In contrast, CableLabs did not announce its DOCSIS 3.1 spec effort in Oct. 2012 until after the proposed technology had cleared the innovation, or exploratory, phase and proven its preliminary promise. Similarly, the industry R & D group took the same tack with the previous versions of DOCSIS.
So why would CableLabs jump the gun this time with Full Duplex? After speaking to several senior cable technologists at our Cable Next-Gen Technologies & Strategies conference in Denver last week, my hunch is that group executives were seeking to burnish their organization's reputation as an innovative trend-setter, and possibly even justify its continuing existence at a time when they might be feeling vulnerable. Both concerns are understandable. After all, just a month earlier, CableLabs carried out the first set of mass layoffs in the group's history, letting loose 27 employees, or about 15% of its total workforce. Plus, with all the industry consolidation now going on, CableLabs officials could be worried that such giant MSO members as Comcast Corp. (Nasdaq: CMCSA, CMCSK), Liberty Global Inc. (Nasdaq: LBTY), Altice and the proposed new Charter Communications Inc. might decide that they don't need the organization any more. (See CableLabs Shifts Focus, Cuts Staff and What's Next for CableLabs .)
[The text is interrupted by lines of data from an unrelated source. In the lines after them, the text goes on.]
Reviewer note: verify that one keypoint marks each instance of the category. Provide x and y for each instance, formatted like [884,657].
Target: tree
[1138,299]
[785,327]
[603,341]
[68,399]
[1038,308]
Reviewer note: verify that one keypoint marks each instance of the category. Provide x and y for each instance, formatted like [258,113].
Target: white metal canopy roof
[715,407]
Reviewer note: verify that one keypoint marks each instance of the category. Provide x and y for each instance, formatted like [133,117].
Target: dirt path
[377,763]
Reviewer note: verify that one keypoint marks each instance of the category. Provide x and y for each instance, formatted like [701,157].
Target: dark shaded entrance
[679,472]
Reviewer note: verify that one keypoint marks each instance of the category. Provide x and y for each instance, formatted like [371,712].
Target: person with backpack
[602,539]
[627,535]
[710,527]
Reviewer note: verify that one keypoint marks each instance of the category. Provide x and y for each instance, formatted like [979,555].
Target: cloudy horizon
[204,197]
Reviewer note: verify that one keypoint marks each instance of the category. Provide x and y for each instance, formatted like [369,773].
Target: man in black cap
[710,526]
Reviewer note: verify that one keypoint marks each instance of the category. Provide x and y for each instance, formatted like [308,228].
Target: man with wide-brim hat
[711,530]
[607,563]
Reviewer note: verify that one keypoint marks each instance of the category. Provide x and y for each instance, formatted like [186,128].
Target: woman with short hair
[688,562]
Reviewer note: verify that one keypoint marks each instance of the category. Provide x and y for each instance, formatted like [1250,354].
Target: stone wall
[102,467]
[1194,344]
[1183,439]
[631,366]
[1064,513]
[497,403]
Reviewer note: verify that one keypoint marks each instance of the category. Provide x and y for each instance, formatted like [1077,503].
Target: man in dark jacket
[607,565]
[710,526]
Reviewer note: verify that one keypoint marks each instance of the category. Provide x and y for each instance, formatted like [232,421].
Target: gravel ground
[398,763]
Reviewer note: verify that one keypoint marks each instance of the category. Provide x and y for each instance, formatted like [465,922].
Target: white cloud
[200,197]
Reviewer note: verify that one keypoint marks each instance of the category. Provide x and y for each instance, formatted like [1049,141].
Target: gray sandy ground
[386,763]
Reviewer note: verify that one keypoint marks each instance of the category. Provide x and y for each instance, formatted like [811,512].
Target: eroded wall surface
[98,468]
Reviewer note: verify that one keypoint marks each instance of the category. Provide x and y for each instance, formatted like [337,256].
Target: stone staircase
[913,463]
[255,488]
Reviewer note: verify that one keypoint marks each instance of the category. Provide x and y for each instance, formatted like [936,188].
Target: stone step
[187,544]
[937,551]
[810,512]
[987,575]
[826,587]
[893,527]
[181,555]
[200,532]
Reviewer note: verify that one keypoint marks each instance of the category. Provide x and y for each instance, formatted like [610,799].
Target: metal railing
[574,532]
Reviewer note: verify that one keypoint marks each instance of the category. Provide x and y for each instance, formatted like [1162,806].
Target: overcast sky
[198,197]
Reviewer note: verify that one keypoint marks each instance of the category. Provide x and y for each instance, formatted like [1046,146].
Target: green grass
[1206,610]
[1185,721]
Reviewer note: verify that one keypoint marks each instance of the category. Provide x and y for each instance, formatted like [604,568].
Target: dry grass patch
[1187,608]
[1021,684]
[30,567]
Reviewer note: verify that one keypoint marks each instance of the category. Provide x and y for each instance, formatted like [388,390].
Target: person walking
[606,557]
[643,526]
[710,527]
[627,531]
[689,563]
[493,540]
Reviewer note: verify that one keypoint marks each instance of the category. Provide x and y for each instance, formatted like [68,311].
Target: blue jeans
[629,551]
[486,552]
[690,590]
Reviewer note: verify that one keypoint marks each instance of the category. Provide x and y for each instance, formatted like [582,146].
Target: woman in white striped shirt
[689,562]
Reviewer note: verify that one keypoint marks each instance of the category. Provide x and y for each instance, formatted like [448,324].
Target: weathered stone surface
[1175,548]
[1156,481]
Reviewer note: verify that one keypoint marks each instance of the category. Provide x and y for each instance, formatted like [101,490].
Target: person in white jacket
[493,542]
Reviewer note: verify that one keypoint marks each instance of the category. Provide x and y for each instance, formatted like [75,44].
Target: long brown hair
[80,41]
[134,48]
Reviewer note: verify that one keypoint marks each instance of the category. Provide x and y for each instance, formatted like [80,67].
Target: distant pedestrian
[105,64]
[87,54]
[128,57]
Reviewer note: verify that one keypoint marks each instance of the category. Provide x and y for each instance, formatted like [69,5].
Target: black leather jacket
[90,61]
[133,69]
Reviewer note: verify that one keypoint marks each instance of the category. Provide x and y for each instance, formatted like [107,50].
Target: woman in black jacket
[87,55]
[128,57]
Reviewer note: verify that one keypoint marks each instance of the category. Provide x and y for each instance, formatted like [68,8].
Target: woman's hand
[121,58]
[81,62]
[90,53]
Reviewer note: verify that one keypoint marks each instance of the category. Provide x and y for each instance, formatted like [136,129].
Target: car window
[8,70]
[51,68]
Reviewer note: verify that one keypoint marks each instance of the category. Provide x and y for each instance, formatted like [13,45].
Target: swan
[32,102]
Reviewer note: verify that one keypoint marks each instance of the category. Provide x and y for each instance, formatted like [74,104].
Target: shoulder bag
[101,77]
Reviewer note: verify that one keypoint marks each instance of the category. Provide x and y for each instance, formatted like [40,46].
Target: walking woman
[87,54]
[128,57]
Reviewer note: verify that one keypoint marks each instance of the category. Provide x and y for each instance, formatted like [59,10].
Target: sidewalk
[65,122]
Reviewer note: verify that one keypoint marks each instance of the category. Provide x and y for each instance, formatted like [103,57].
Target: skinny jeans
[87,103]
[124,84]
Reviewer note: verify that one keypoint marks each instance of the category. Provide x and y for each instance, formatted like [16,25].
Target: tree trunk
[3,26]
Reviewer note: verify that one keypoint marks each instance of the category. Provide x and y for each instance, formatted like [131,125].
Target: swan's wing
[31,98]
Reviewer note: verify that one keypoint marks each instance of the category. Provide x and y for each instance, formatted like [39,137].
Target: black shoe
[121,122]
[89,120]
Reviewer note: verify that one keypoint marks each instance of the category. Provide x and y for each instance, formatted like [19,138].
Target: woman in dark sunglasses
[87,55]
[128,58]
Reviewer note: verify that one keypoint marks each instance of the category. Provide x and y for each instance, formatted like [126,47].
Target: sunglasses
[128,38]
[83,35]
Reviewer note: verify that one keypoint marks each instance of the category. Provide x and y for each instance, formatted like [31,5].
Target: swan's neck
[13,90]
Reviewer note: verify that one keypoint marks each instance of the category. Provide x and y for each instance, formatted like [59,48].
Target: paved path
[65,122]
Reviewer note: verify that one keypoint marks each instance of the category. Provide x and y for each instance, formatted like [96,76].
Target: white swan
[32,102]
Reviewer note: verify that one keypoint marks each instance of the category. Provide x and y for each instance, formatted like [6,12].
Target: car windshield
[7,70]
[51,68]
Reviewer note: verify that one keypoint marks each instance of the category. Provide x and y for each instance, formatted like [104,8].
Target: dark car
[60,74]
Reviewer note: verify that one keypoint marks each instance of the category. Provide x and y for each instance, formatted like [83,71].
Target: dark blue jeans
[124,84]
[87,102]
CableLabs officials have insisted that they're not feeling at all vulnerable about the organization's mission or future. But the fact remains that they spread the word about Full Duplex unusually early in the process, breaking with their past practice. Then they uncharacteristically clammed up about the subject, declining to send a speaker about Full Duplex to our conference last week because, as a CableLabs spokesman said, they're "not ready to discuss Full Duplex DOCSIS at industry events." So go figure.
No matter what its reason for doing so, CableLabs is taking a couple of sizable risks by going public with Full Duplex this early. First, the group risks ending up with egg on its face if the technology fails to pan out over the next few months and advance to the full-blown R & D stage. What will it tell its members then?
Second, CableLabs is running the risk of letting cable's rivals know what the industry is planning next sooner than necessary. So all the telcos and fiber providers out there now have at least a few extra months to figure out ways to respond to Full Duplex's potential.
Over time, we'll see if these risks were worth taking. But right now I can't help but wonder.